Sevgili Neval Kavcar, be güzel Ablam; beni incitmeyi başardıysan seni tanımayan ülkücü yürekleri târ u mâr ettin! Tanışmamıza vesîle olan, yakın geçmişte Hakk'ka uğurladığım Sevgili Selami TÜRKMEN'i bir kere daha rahmetle, hasretle andıktan sonra beni inciten cümlenle başlamak istiyorum: "Ona yapılacak tavsiye, .... nalburluğa devam etmesidir." buyurmuşsunuz! Edebinize sağlık! Bilvesîle teşkilatta olduğum, MHP'nin %18,5' la iktidarın büyük ortağı olduğu günlerde, iki rekât şükür namazından sonra ülkücüler aramızda; "Hazır olun! Gidilmesi en zor yerlere giderek Dâva'nın temsilciliğini yapmaya ve Ülkücü Hizmet anlayışını her yere götürmeğe hazır olalım!" şeklindeki heyecanlı telefon konuşmalarımızı hatırladım! "Yüz yılın Felâketi" adındaki deprem sırasında, Erzurum'da yazdığım yerel gazeteden; "Allah'ın merhâmetine bakın ki önce Koray Aydın gibi ehîl bir ülkücüyü Bayındırlık Bakanı ediyor sonra da depreme izin veriyor!" diye yazmıştım ve Devlet Bahçeli'den tebrik-teşekkür mesajı almıştım!
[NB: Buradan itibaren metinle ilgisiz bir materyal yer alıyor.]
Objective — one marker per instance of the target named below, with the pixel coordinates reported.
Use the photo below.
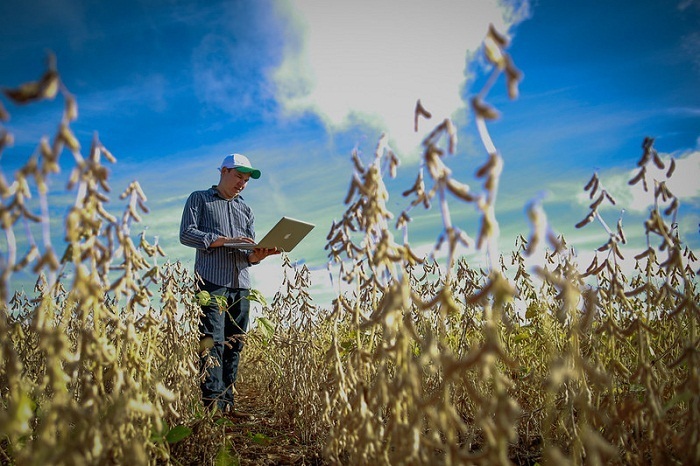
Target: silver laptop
(285, 235)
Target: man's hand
(259, 254)
(221, 240)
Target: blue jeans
(226, 329)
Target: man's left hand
(259, 254)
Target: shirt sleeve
(190, 234)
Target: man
(211, 218)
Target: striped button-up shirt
(206, 217)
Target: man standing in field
(212, 218)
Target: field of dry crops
(421, 363)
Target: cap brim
(254, 173)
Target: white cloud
(683, 183)
(370, 61)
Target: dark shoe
(234, 414)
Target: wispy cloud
(369, 61)
(683, 183)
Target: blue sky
(172, 86)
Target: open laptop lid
(285, 235)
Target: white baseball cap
(241, 163)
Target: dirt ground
(258, 440)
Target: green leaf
(257, 296)
(266, 327)
(221, 302)
(203, 298)
(178, 433)
(225, 458)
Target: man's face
(234, 180)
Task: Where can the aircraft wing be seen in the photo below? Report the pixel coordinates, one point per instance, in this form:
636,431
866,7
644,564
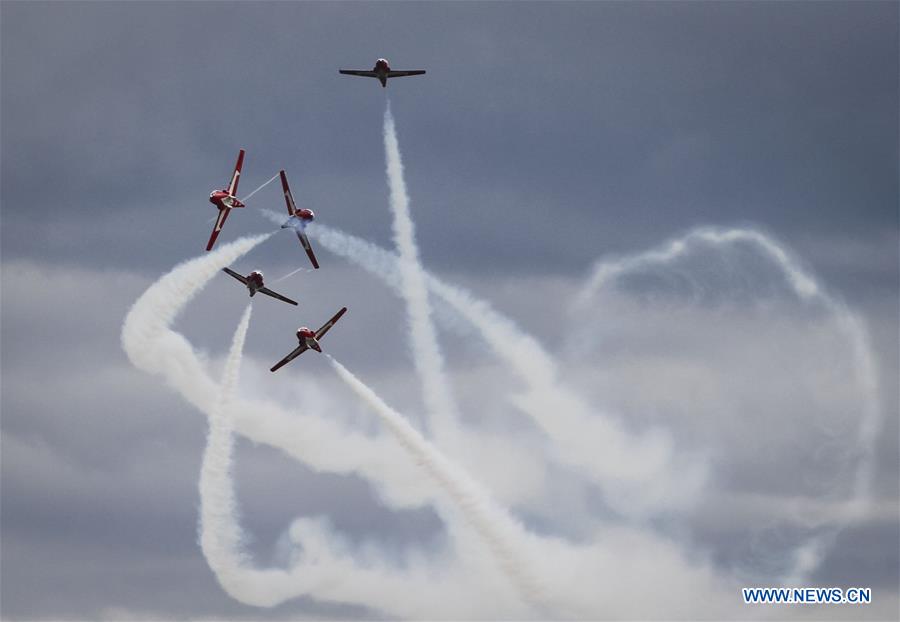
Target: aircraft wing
290,357
220,222
400,74
240,278
327,326
269,292
288,197
236,176
354,72
304,241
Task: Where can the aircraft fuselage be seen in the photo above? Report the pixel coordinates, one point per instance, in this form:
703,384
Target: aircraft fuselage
305,335
299,220
255,282
222,200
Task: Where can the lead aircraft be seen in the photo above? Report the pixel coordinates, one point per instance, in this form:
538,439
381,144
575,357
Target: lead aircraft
382,70
254,283
309,340
299,220
226,200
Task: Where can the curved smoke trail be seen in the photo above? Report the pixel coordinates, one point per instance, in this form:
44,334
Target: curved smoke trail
324,569
640,475
220,535
506,537
426,351
152,346
808,556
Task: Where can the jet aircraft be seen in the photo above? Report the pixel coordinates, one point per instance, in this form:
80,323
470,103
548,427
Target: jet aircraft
382,70
254,283
309,340
299,220
225,200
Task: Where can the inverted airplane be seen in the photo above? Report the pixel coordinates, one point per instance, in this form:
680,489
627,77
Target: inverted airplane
309,340
225,200
382,70
298,220
254,283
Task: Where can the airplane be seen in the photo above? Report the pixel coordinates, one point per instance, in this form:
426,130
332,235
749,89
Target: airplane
226,200
309,340
254,283
298,220
382,70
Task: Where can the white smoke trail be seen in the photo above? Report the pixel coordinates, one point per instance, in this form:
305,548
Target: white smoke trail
427,356
506,537
247,198
152,346
324,570
290,274
808,290
220,535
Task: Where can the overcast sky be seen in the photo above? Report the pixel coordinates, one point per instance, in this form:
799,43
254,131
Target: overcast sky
544,138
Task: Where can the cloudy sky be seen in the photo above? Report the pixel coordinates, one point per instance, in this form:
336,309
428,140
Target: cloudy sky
639,190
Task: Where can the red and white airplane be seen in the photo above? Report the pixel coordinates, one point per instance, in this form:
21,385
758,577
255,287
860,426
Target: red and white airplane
299,220
309,340
382,70
254,283
226,200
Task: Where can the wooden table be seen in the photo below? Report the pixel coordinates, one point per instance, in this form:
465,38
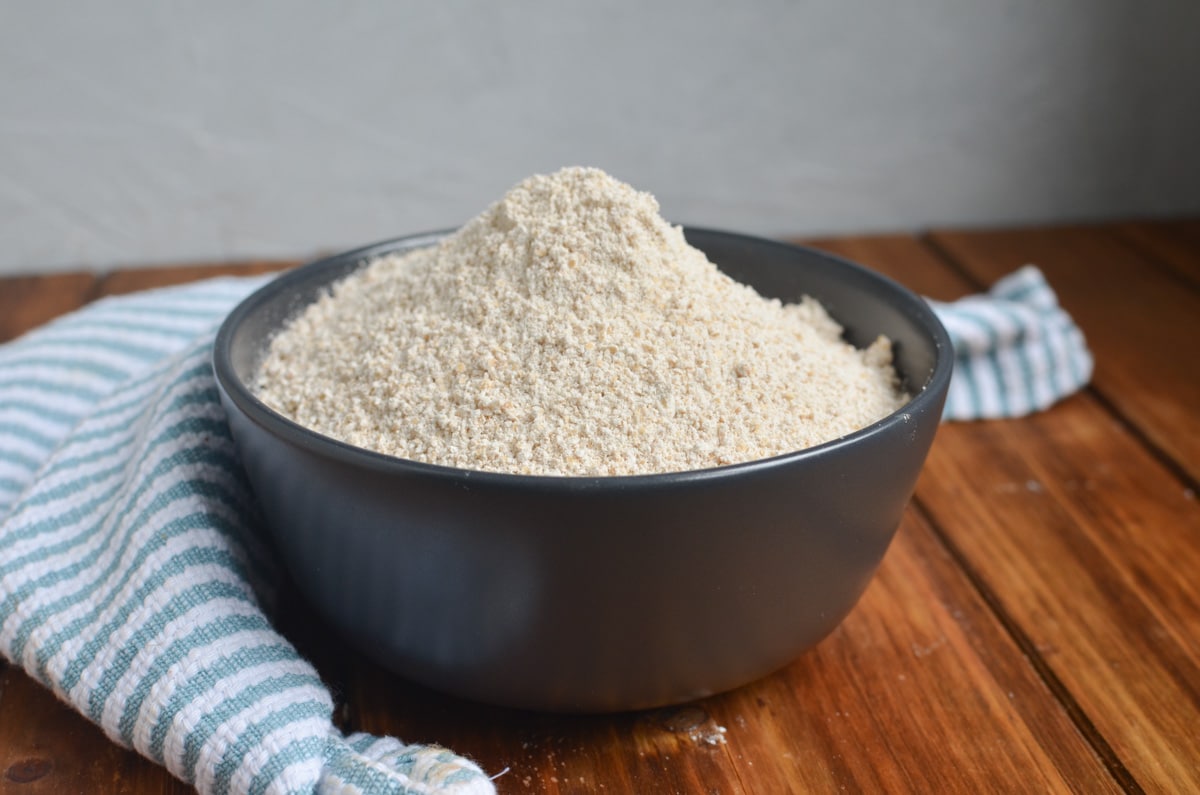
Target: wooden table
1035,627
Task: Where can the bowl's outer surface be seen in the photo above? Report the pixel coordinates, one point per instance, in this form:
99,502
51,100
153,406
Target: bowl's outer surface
593,593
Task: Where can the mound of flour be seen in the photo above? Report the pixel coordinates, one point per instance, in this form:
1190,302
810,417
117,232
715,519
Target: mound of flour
570,330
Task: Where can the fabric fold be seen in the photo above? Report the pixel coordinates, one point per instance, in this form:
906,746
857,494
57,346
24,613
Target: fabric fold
136,579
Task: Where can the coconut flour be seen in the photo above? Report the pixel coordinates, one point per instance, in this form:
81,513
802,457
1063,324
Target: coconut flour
570,330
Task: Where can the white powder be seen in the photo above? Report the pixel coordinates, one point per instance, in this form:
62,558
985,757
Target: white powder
570,330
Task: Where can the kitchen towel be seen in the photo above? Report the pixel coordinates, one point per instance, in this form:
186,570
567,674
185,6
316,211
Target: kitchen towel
136,580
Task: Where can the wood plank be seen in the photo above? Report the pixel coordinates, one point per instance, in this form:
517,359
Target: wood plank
41,740
1086,543
1140,323
1175,244
921,689
27,302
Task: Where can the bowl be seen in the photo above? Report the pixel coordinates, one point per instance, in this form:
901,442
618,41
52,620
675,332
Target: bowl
592,593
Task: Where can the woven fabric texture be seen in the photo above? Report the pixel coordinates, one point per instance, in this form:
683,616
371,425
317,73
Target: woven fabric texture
136,581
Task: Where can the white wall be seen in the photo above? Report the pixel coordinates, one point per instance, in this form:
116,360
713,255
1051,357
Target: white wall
153,131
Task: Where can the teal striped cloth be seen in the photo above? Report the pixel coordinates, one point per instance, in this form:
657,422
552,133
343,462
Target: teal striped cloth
136,580
135,577
1017,351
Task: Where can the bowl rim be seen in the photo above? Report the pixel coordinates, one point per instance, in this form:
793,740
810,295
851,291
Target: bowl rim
280,425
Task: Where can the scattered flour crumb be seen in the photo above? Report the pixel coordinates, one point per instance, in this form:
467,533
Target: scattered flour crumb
570,330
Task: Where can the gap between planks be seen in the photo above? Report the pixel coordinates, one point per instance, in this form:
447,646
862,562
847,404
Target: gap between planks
1122,418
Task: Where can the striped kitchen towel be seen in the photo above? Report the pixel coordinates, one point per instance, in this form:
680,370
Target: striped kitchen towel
136,579
1015,350
135,575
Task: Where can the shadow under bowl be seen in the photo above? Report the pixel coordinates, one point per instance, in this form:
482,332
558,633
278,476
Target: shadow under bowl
592,593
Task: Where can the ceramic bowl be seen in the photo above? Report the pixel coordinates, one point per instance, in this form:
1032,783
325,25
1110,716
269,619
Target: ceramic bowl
592,593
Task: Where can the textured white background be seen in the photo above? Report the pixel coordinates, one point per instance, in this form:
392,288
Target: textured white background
149,130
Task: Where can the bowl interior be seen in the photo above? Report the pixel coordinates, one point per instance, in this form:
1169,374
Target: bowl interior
865,303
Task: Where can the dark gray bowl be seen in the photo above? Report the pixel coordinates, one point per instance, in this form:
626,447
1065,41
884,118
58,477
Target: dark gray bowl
592,593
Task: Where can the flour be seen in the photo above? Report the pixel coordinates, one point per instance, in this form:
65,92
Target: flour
570,330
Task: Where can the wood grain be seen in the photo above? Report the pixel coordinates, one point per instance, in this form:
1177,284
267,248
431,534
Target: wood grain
1085,542
27,302
913,693
1140,322
1035,627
Şu anda belden aşağı saldırmayı mahâret saydığınız Koray Aydın, 'Yüz Yılın Afeti'ni, "Türk Mûcizesi"ne dönüştürmüştü! Genel Başkanlığa aday olmasaydı hâlâ aynı tarifte kalacaktı! Prof. Dr. Ümit Özdağ'da aday olmayıp Genel merkez'deki görevlerine devâm etseydi, asla saldırılmayacak ve hain ilan edilmeyecekti!
Yapmayın be güzel Ablam! Siz, Aydın'dan yerel olarak sesleniyorsunuz ki yerel basını her zaman millî basın olarak tarif ederim. Yerel'den sadece duyduklarınızdan hareketle, geçmişte benim yazdığım methiyelere zıdd olarak yergiler yazıyorsunuz! Tekrâren hakkınızdır! Amaaa sizden, taraftar değil ülkücü iseniz hakkaniyet bekliyorum Ablam! Koray Aydın'a yaptığınız nalburluğa devam tavsiyenizin benzerini, bendeniz de Bahçeli'ye; "Keşke otuz yılda 'Ekönomi Doçenti' olamadığınız doktor-öğretmenliğinize devâm etseydiniz, ocağımızı-bucağımızı dağıttınız!" diye yapmıştım hâlâ aynı inançtayım!
"Hele bazıları var ki hayatlarının hiçbir döneminde MHP’nin önünden bile geçmemiş kişiler. “Ördeklerden bir filo, bir de kazdan amiral” demem o yüzdendi." cümlenizin altına, gözümü kapatarak imza atarım! D. Bahçeli ve ekibini târif ediyorsunuz değil mi Ablam? Hatta MHP'nin önünden geçmeyenleri boş verin, C5'lerde Ülkü Devleri'ne işkence eden Zeki Kaman-Dürüst Oktay ekibinin Müdürünün bile MHP'den millet vekili edildiğini hatırlayınca; MHP Davası'ndan Başbuğ'la birlikte yargılandıkları için veto edilen Ülkücüleri hatırlayınca; parti ve teşkilatlardan ihrâç edilen Ali Güngör gibi Ülkü Devleri'ni hatırlayınca Koray Aydın'la Devlet Bahçeli mukayesenizi insafsız ve taraftarca bulduğumu da söylemeliyim!...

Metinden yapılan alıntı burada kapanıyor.